To activate this feature, take the following steps:

  1. To activate this option for your account, click on your username at the top right of the page.
    • Select Preferences and navigate to your user-references.
    • In your middle panel search for Manage Information and select them. You can also navigate to “https:///user" — for example, https://usegalaxy.eu/user.
    • Find the grey box: Do you want to be able to re-use equivalent jobs?
    • Within the box, change the slider from no to yes.
    • Scroll down to the bottom of the page and click the Save button.
  2. For every tool you want to run now, you will notice the option Attempt to re-use jobs with identical parameters?. To test this:
    • Click on any tool you would like to run
    • If you scroll down to the end of the Tool Parameters section until you see the Run tool button, you will notice the new option Attempt to re-use jobs with identical parameters? above the Run tool button.
    • You can enable this option by sliding the No to Yes
    • Once you click on the Run tool, Galaxy will check if this tool was run before with the exact same parameters and inputs. If so, the results will be retrieved from the job cache and not be calculated.
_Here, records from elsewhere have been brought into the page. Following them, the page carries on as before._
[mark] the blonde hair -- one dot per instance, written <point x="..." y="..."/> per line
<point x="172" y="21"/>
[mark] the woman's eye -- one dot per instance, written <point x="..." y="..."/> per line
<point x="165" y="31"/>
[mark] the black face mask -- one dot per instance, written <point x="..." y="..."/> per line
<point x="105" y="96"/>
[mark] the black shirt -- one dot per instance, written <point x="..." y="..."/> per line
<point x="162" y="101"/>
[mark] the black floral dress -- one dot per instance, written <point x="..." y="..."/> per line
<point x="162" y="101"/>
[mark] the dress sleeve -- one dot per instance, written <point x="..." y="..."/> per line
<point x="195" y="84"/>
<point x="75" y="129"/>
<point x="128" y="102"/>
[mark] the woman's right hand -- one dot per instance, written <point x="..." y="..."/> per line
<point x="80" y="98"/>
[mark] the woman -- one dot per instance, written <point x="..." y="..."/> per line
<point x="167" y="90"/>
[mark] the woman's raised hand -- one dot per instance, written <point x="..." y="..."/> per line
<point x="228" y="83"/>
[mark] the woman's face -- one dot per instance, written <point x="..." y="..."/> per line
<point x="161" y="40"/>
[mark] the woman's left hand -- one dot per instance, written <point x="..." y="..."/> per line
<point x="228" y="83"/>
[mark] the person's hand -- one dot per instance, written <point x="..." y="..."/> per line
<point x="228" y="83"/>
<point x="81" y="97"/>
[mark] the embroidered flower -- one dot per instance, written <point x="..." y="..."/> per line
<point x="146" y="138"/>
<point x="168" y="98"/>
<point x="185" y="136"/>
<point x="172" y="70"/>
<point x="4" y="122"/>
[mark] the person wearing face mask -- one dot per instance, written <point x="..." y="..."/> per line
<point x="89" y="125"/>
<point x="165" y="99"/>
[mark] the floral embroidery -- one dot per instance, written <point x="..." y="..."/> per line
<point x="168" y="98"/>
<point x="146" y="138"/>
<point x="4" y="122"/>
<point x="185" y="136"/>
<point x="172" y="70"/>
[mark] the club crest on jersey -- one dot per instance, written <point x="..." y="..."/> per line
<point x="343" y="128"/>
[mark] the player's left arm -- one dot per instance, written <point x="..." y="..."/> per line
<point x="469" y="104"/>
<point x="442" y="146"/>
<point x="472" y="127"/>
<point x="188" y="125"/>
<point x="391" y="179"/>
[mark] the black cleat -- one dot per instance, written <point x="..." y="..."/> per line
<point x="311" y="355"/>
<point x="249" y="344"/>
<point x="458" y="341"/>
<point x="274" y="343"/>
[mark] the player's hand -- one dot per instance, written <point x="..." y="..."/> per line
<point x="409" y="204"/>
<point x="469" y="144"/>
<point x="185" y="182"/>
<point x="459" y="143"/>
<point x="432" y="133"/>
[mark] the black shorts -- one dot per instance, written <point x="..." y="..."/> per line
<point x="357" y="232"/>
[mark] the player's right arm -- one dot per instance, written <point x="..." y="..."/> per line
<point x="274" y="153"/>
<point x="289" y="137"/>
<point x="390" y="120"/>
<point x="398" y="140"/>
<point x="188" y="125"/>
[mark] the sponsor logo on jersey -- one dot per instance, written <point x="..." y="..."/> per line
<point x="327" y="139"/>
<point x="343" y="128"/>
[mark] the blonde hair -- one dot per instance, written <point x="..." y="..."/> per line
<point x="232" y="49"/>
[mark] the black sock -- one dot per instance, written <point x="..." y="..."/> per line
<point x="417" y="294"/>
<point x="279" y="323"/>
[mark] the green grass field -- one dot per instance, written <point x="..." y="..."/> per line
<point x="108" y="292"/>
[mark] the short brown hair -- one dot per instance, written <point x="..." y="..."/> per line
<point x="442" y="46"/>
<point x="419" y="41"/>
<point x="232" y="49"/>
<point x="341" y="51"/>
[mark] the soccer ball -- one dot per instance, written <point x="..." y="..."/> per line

⚠️ At the moment, this feature only works with data shared/reused inside Galaxy. If you upload the same file twice, we can not detect that it is the same file.

Hands On: Data upload
  1. Create a new history for this tutorial

    To create a new history simply click the new-history icon at the top of the history panel:

    UI for creating new history

  2. Import the files from Zenodo or from the shared data library (GTN - Material -> genome-annotation -> Comparison of two annotation tools - Helixer and Braker3):

    https://zenodo.org/records/15051665/files/genome_masked.fasta
    https://zenodo.org/records/14770765/files/RNASeq_braker.bam
    https://zenodo.org/records/14770765/files/swissprot_subset.fasta
    
    • Copy the link location
    • Click galaxy-upload Upload Data at the top of the tool panel

    • Select galaxy-wf-edit Paste/Fetch Data
    • Paste the link(s) into the text field

    • Press Start

    • Close the window

    As an alternative to uploading the data from a URL or your computer, the files may also have been made available from a shared data library:

    1. Go into Libraries (left panel)
    2. Navigate to the correct folder as indicated by your instructor.
      • On most Galaxies tutorial data will be provided in a folder named GTN - Material –> Topic Name -> Tutorial Name.
    3. Select the desired files
    4. Click on Add to History galaxy-dropdown near the top and select as Datasets from the dropdown menu
    5. In the pop-up window, choose

      • “Select history”: the history you want to import the data to (or create a new one)
    6. Click on Import

Preparing RNAseq data for Braker3 annotation

In this tutorial, the alignments from RNA-seq are already prepared. This data was obtained using the RNA STAR tool, as explained in detail in the Braker3 tutorial.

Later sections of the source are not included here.